— Что же было матросу?
— А такое он объявил ему решение: «Хочешь ты, говорит, помереть или мало-мало идтить в вечную каторгу, так я тебя, такого-сякого, сей секунд отошлю на берег и отдам под суд, а не хочешь, так получи пятьсот линьков, и ничего, мол, я не видал… Подумай, говорит, пять минут и опосля приходи ко мне. Помирать тебе, говорит, дураку, рано, в каторге, братец, сгниешь, а шкура заживет…» Это он ему вдогонку.
— Ну, и что же выбрал матрос?
— Стал под линьки. Выдержал. А потом этого же самого матроса — как бы вы думали, вашескобродие? — Сбойников в унтерцеры произвел… И все от начальства тогда скрыл и строго-настрого приказал ничего не болтать… Тоже по-своему пожалел… Не хотел загубить человека и нож этот самый простил… Вот и поди ж ты.
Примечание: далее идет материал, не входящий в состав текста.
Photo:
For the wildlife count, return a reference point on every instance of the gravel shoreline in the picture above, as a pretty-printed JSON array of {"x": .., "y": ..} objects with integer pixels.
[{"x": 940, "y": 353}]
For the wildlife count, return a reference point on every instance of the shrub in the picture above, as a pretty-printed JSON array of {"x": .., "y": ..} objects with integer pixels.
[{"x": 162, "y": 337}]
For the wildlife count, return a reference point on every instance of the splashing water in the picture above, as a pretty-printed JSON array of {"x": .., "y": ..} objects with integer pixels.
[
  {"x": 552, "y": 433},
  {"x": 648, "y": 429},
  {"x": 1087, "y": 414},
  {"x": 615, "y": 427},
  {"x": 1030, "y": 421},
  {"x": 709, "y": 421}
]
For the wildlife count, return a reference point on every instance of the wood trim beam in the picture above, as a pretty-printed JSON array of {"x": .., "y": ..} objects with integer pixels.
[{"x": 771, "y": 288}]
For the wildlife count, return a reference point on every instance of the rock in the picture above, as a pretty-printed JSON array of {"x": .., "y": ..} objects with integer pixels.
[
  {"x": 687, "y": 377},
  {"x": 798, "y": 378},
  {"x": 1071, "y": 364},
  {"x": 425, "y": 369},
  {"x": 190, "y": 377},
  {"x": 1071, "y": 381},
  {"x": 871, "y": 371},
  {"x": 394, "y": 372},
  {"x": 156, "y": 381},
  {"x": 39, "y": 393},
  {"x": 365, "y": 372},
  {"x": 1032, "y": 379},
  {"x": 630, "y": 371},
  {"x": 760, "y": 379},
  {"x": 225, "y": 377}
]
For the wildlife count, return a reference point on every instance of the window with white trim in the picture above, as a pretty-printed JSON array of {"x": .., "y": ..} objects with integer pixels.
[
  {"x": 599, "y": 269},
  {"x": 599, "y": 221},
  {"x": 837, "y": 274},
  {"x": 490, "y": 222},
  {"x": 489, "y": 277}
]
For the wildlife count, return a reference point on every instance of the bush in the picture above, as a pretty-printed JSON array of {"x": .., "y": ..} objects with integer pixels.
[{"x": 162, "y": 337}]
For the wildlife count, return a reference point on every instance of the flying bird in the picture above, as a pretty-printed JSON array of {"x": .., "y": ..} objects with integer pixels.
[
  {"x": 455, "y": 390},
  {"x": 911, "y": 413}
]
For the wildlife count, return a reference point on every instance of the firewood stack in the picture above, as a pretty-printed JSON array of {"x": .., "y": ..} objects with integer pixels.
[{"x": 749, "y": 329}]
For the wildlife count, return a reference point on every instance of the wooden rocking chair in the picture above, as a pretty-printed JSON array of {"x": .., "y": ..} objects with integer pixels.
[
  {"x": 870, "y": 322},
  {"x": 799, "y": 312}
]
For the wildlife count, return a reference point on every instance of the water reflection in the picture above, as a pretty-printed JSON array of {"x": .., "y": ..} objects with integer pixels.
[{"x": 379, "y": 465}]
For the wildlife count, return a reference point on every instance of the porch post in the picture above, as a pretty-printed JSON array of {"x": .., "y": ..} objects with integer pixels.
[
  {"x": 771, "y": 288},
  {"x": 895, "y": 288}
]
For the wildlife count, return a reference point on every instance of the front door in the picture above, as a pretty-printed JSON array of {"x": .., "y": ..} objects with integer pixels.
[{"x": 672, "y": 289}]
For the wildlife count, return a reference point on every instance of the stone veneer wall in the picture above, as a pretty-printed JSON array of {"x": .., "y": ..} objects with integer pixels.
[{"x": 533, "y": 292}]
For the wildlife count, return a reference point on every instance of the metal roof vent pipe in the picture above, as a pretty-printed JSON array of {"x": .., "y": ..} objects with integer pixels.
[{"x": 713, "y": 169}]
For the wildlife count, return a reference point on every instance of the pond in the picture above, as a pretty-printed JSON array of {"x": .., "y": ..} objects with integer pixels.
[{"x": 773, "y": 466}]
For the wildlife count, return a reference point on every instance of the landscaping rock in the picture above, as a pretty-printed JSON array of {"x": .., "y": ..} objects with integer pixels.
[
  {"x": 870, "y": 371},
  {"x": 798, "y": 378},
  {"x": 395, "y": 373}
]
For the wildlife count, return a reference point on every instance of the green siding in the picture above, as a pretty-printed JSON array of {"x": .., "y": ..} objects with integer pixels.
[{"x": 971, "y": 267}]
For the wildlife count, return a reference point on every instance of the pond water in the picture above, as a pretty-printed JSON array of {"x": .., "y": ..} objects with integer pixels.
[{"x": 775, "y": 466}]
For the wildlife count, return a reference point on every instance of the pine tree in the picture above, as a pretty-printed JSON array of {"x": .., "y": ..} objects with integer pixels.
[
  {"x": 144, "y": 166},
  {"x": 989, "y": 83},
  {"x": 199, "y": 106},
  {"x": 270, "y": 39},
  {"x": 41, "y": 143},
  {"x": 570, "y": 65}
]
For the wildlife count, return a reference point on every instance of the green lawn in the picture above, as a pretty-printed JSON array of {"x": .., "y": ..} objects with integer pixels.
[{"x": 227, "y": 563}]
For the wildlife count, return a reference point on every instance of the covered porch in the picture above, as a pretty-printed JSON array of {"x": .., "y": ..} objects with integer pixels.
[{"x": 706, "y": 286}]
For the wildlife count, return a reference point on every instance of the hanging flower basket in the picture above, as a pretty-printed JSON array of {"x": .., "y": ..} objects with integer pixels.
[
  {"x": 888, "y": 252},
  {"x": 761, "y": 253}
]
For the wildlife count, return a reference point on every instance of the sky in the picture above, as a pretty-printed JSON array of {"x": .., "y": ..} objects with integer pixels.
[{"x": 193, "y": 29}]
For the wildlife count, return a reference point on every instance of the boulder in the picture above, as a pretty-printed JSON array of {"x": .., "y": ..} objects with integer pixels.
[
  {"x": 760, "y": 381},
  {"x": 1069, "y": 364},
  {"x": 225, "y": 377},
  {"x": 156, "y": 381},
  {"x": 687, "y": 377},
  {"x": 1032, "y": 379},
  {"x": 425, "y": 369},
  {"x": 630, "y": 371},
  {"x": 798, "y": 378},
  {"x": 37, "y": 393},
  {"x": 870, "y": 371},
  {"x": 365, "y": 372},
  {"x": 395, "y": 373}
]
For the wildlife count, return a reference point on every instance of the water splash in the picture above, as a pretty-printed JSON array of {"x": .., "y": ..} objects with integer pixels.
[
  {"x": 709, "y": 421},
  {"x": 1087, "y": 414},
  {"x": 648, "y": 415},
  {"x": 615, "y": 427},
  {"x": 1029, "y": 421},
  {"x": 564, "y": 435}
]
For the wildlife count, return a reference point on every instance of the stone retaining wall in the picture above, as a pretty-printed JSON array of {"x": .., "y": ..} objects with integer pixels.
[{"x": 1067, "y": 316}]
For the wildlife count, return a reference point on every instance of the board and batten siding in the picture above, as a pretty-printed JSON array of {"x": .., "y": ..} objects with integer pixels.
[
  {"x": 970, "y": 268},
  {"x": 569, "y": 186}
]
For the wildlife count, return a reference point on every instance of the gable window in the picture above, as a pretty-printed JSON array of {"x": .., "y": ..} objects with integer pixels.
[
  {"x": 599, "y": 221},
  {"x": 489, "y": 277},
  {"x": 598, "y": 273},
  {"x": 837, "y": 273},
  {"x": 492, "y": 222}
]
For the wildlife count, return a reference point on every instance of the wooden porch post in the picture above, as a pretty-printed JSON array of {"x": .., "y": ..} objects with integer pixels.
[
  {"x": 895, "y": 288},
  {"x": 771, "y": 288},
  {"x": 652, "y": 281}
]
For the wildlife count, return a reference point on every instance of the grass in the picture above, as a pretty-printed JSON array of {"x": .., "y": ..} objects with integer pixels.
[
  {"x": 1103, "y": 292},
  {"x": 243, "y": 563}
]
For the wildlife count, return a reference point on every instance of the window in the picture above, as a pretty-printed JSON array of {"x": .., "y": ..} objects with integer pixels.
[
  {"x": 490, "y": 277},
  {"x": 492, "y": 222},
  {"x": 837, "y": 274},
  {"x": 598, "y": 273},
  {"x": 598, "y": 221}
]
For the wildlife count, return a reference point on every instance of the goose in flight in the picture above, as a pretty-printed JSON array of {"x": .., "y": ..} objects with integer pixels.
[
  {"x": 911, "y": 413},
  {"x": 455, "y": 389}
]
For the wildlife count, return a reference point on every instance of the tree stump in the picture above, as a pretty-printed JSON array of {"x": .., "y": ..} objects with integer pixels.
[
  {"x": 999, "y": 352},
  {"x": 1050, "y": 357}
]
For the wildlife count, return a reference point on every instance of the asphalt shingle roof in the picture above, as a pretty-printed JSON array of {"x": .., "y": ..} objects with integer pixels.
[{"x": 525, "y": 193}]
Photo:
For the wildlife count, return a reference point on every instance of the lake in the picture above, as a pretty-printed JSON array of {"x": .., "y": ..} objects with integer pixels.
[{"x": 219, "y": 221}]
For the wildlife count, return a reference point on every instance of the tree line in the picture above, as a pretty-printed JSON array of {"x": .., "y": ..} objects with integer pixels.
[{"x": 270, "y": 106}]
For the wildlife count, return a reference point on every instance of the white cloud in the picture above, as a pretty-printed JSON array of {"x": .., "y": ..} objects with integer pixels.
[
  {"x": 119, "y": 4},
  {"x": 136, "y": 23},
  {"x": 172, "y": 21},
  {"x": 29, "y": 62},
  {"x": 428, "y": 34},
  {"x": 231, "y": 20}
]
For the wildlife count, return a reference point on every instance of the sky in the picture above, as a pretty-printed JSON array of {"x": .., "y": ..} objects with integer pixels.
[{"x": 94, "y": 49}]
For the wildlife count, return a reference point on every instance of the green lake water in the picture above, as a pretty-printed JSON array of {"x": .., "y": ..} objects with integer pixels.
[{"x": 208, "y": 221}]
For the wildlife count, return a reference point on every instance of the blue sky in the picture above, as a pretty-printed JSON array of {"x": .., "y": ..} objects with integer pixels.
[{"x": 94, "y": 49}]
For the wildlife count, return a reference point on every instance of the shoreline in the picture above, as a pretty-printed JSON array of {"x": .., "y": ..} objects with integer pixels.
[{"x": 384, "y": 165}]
Зверь-зверь, а тут поступил правильно… И то надо сказать. Тиранить он тиранил, а насчет пищи первый командир был! У него ни левизор, ни баталер не смели, значит, обидеть матроса. Ни боже ни! Тут бы он не пожалел… И насчет обмундировки, чтобы все матрос получал по положению… А на вино, ежели работали хорошо, так своих денег сколько тратил. Всей команде, бывало, от себя жаловал за каждый день… Небось денег стоит… Совсем чудной был. А непреклонности своей не смирял… Даже и когда француз пришел и многие офицеры притихли, — боялись, значит, — этот по-прежнему остался генерал-арестантом… Еще жесточей стал.
— Вы, Кириллыч, с ним служили?
— То-то служил, и он меня — по правде сказать — мало тиранил. Даже приверженность имел, — как-то смущенно прибавил Кириллыч. — В вестовые взял, а потом с четвертого бакстиона перевел к себе, состоять при нем, когда его назначили, значит, траншейным майором[1], на самую опасную должность… А вестовым я у его до войны два года прослужил… Тут-то я и пытался спознать его…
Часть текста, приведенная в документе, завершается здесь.